Alabama’s law differs from Georgia’s in its lack of protections for cases of rape or incest, but also in the fact that it states that “a woman who receives an abortion will not be held criminally culpable or civilly liable for receiving the abortion.” This can be used to provide greater protection to women if they are found to have had an abortion past the legal date without prosecuting them. In addition, Alabama’s law does not address miscarriage. Still, both of these bans are very similar in that they ban abortion as soon as possible without acknowledging that the pregnant person may not know that they are pregnant yet. Other abortion legislation has recently been passed in Ohio, Missouri, and Louisiana in the wake of these two laws.
Interestingly, neither law focuses on expanding birth control, which is a major factor in preventing unwanted pregnancies. As abortions are cheaper than many forms of birth control, many women choose to have one instead of spending more for protection.

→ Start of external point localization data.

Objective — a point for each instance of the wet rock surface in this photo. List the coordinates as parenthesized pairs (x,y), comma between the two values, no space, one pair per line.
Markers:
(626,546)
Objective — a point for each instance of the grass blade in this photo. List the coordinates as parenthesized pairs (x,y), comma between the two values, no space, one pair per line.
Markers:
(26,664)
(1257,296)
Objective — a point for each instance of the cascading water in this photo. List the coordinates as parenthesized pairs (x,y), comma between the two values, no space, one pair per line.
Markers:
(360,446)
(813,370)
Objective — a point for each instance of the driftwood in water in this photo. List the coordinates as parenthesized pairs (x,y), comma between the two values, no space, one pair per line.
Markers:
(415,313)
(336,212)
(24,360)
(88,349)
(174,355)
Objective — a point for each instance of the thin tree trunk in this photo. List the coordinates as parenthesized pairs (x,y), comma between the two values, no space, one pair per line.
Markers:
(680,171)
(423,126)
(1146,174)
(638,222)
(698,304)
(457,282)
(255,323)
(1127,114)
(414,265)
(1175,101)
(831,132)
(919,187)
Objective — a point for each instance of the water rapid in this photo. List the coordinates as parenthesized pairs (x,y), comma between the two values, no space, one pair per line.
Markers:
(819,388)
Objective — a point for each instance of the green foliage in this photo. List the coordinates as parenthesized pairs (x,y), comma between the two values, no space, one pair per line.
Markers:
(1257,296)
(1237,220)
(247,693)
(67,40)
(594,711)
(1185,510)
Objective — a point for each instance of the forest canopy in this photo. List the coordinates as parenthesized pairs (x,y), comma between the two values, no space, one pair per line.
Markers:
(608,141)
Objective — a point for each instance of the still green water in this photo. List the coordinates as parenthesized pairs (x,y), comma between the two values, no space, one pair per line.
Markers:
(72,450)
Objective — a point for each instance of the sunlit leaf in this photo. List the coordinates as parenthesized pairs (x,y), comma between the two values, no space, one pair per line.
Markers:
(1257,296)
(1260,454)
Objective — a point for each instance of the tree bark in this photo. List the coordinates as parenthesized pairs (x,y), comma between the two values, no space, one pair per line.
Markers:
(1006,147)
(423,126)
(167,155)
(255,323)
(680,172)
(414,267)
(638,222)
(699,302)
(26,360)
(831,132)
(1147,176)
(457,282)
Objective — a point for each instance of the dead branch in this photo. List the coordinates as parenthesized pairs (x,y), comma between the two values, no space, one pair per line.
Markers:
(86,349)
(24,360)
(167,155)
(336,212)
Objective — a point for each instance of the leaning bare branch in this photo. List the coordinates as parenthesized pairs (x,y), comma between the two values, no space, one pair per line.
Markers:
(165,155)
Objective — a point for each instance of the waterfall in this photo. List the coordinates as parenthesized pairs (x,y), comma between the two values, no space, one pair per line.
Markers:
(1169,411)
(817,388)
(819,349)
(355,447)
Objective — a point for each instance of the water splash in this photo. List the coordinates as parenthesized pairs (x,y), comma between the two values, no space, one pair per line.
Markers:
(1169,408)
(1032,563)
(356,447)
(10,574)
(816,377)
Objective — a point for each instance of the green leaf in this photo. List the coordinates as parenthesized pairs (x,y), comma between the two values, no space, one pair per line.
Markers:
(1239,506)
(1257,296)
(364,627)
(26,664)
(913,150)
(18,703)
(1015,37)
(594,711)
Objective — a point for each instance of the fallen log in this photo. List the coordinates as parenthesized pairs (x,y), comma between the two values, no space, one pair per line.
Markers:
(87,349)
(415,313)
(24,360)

Thus, many people of low-income are especially at risk due to these bans, and because of their situation, they may not have the funds to raise a child. The GRTL says itself that the majority of abortions performed are due to the mother simply not wanting to have a child, yet in its complaints of the Georgia abortion law it did not raise a need for more effective, cheaper birth control to make sure women do not needlessly perform abortions. As of right now, both bans only focus on abortion, leaving out sex education, expansive birth control, and what men can do to prevent unwanted pregnancies.
The issue of expensive, inaccessible birth control is one that has existed for decades and is another chapter in the long history of reproductive rights struggles, but what pro-choice activists are most worried about right now is the possibility that the bans could be used to overturn Roe v. Wade. With activists outraged, it is not long before the legislation is taken to the courts, and if it reaches the Supreme Court, the justices have an opportunity to overturn the landmark case and make abortion illegal nationally. Some doubt the ability of the Court to overturn such a momentous decision, but on Monday, the conservatives in the Court (now a majority) rallied to overturn a verdict on the ability of individuals to sue a state from another state’s court, a decision upheld for around 40 years. While many activists, both pro- and anti-choice, doubt that the same could be done to Roe, many look with worried eyes at the Court and wonder about the future of women’s rights in America.